Se o texto não prioriza as camadas, preferindo uma linha rápida que propicie a tensão, sua materialização é primorosa. Já no roteiro percebem-se as influências, de Argento e De Palma sim, mas, acima de tudo, de Hitchcock. O diretor de Um Corpo que Cai se defendia contra as acusações da pouca verossimilhança de seus filmes, e Toque de Mestre é um trabalho que passeia justamente pelo terreno do inverossímil. Selznick ter de acertar todas as notas, após cinco anos sem se apresentar, e sob a mira de um rifle, é algo tão incrível quanto pássaros atacando cidadãos sem motivo, mas Chazelle, e principalmente Mira, não estão nem um pouco preocupados com aqueles que preferem a verdade do mundo à verdade da tela.

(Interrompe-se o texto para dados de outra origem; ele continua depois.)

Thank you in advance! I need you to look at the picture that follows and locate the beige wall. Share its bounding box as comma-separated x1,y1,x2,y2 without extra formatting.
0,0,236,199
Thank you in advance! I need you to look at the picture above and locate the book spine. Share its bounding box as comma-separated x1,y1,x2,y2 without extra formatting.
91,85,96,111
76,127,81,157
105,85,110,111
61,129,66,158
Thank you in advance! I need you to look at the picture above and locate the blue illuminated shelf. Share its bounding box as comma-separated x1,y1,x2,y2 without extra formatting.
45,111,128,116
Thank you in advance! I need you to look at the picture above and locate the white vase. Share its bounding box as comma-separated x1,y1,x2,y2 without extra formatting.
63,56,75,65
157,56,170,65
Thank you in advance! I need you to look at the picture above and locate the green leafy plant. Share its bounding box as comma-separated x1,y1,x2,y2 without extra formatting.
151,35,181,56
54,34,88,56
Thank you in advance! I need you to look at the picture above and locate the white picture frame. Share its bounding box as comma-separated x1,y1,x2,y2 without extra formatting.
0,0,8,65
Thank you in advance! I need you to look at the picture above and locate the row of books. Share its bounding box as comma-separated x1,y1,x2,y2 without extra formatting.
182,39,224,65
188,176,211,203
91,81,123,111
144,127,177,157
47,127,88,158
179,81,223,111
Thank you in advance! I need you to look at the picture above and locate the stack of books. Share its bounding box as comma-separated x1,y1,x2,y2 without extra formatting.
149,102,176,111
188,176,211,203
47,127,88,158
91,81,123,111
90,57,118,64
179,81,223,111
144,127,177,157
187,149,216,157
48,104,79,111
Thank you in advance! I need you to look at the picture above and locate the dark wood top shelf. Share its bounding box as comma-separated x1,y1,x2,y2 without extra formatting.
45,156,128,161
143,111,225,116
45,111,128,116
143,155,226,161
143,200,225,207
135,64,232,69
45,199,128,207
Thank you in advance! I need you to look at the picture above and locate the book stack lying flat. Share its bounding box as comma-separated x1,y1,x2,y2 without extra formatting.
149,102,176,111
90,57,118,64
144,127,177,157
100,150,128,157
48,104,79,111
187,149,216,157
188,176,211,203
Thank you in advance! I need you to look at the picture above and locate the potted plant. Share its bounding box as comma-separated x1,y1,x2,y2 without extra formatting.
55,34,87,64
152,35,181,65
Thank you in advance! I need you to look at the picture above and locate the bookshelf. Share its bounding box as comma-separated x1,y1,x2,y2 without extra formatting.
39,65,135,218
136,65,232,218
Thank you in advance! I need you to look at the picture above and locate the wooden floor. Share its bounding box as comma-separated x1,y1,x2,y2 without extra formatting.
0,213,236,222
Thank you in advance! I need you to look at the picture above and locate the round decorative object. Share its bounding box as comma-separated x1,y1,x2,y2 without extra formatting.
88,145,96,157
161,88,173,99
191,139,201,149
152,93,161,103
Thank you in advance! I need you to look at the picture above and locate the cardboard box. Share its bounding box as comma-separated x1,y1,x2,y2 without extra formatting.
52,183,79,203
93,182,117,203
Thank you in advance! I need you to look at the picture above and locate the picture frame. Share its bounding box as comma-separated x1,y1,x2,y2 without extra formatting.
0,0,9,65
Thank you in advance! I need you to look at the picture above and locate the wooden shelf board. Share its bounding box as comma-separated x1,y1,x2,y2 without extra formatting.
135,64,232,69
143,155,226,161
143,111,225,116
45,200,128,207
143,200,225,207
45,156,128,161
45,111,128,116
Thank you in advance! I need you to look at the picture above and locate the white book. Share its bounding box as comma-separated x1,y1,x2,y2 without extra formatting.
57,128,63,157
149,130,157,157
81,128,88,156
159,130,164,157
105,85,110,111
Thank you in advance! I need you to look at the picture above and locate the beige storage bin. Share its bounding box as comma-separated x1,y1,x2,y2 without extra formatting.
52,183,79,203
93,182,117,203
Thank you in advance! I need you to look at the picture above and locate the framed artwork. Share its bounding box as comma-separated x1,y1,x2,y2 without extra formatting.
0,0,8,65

E Mira, ciente do produto que quer gerar, cria para a narrativa uma execução que vai da elegância extrema (a mise-en-scène das cenas no camarim, tanto a conversa de Tom com o maestro e amigo Reisinger quanto a que o protagonista tem com Emma, sob a supervisão de um segurança) à quase canastrice dos momentos em que o diretor filma a violência (e um desses momentos, em uma mudança de foco que sai de um pescoço para um violoncelo, se colocou entre as melhores cenas do ano): a singeleza, portanto, não é o objetivo do cineasta, que abraça o vermelho como símbolo do medo e do pesadelo vivido pelo protagonista, e dirige seus atores um tom acima.

Não que isso fosse tarefa complicada. Pelo contrário, sem uma mão firme, Elijah Wood e John Cusack, os nomes mais conhecidos do elenco, tendem naturalmente ao overacting. Para os propósitos do cineasta, escolhas acertadas. Escolhas que quando juntas em cena revelam, em um combate sem-jeito e mambembe, que Toque de Mestre possui ainda mais beleza do que aparenta, deixando o mistério do Grand Piano, seu MacGuffin, para ser resolvido na chuva, com o barulho das gotas soando como aplausos.

Ali, o cinema hitchcockiano sai do campo da influência e passa a ser o objeto de um genuíno filme-tributo.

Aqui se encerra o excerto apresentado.